I'm trying to execute a 180,000-line query through Query Analyzer in SQL Server 2000 Service Pack 3 (SP3). The query, which Listing 1 shows, is as simple as you can get, but it never seems to do anything. I killed it off after 54 hours, and it hadn't updated any records!
The ControlCounter table has approximately 6 million records and its primary key is RefNo. I tried running the query in sections, but the time it took each section to complete didn't seem to correlate to the number of lines in the section. When I profiled a section containing 25,000 lines, nothing seemed to happen for the first hour and 40 minutes, then suddenly, all of the procedure calls fired. I'm guessing the delay is caused by parsing, but I'm surprised at the results.

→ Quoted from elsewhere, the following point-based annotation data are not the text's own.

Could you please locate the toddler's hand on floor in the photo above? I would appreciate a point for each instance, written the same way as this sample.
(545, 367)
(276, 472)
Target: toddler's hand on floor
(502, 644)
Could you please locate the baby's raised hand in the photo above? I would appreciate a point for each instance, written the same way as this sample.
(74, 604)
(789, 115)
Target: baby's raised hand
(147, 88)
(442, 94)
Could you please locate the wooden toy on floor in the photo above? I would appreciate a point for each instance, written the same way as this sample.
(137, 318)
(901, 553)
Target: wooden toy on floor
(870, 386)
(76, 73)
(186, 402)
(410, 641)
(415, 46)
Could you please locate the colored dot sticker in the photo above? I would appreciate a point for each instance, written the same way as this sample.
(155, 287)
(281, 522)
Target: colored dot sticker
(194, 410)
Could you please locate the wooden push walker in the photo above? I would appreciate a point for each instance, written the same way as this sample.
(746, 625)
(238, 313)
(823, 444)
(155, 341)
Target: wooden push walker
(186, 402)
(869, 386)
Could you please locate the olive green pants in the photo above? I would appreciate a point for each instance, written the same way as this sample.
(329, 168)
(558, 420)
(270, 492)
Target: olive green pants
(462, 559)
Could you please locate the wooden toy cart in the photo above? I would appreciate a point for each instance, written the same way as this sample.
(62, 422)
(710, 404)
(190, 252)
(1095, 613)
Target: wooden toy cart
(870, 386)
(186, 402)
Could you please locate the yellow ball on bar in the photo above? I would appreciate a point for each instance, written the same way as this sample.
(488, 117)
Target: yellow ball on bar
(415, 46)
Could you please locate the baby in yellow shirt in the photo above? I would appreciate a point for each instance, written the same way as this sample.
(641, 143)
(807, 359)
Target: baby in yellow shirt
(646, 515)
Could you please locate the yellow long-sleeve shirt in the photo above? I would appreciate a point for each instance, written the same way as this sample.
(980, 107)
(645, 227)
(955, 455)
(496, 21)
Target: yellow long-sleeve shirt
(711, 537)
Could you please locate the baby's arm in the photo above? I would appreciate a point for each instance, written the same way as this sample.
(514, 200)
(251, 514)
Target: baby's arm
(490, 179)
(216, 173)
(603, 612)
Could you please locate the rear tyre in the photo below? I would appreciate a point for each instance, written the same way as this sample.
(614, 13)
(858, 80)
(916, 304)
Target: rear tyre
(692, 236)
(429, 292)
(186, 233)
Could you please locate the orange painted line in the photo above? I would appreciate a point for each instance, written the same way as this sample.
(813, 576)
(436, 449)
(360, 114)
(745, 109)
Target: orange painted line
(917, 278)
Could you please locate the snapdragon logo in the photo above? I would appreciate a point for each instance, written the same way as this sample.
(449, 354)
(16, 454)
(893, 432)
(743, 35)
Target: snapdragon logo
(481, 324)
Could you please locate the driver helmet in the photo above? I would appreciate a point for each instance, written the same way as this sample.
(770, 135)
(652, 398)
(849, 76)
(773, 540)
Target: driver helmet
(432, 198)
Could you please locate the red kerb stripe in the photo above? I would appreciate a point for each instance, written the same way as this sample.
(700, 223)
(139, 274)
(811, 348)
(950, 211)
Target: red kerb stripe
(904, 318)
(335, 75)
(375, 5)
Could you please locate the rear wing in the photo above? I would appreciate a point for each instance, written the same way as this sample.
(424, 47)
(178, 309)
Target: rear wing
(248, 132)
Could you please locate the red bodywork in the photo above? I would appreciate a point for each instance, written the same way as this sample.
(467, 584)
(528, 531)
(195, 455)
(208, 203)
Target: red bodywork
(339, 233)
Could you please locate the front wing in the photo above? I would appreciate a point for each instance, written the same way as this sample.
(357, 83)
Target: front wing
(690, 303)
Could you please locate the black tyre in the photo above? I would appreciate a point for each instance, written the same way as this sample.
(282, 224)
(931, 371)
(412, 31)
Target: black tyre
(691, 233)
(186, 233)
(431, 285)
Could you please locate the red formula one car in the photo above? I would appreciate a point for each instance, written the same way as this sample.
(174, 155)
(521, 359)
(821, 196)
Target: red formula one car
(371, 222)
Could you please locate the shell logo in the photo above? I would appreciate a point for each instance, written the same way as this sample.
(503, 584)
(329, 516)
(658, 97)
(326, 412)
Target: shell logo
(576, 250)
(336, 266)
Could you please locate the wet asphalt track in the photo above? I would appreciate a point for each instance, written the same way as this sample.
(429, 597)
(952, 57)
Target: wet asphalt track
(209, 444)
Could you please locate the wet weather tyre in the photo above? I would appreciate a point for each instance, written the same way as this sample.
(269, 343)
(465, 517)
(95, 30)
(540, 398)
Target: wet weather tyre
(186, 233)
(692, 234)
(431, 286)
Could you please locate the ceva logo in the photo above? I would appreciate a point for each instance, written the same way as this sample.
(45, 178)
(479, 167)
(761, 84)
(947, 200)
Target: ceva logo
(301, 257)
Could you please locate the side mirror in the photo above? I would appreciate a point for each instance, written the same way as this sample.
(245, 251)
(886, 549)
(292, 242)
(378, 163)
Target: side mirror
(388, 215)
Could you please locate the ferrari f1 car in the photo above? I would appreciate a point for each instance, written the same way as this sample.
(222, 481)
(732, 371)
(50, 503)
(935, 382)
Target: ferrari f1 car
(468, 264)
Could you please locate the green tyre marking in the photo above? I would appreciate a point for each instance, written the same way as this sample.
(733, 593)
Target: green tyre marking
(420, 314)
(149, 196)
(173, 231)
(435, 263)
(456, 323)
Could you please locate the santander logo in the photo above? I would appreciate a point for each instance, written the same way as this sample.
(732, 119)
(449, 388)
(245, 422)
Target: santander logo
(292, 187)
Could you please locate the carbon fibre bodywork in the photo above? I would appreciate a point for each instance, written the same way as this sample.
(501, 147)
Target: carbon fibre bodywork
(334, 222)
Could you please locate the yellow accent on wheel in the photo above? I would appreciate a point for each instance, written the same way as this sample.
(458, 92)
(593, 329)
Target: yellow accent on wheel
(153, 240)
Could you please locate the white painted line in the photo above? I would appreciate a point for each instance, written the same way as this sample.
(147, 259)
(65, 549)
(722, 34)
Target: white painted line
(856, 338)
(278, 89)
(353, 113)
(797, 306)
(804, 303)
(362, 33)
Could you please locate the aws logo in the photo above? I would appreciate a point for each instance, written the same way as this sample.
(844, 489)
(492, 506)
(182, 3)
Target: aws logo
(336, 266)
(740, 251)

The original code is supposed to be running through a Visual Basic 6.0 ADO connection. I'm assuming both Query Analyzer and ADO share the same database technology. The only difference between the Visual Basic and Query Analyzer code is that the Visual Basic version is wrapped in a transaction. Is there anything I can do to force SQL Server to accept what it's given? Or is there another way around this problem?
You've correctly guessed that running this query in batches is a good first troubleshooting step. Each line in the batch must be syntactically verified before execution, so grouping the query into smaller batches separated by GO statements should improve performance. Also, running the query in the Query Analyzer environment means you might need to change the Set nocount setting from the default OFF to ON to reduce client/server traffic.
In addition, I'd rewrite the procedure slightly, as Listing 2 shows. Then, to further improve performance, you can try the following tips:
- Consider ensuring that RefNo sorts the data input. This change ensures that the query processes the data in physical order.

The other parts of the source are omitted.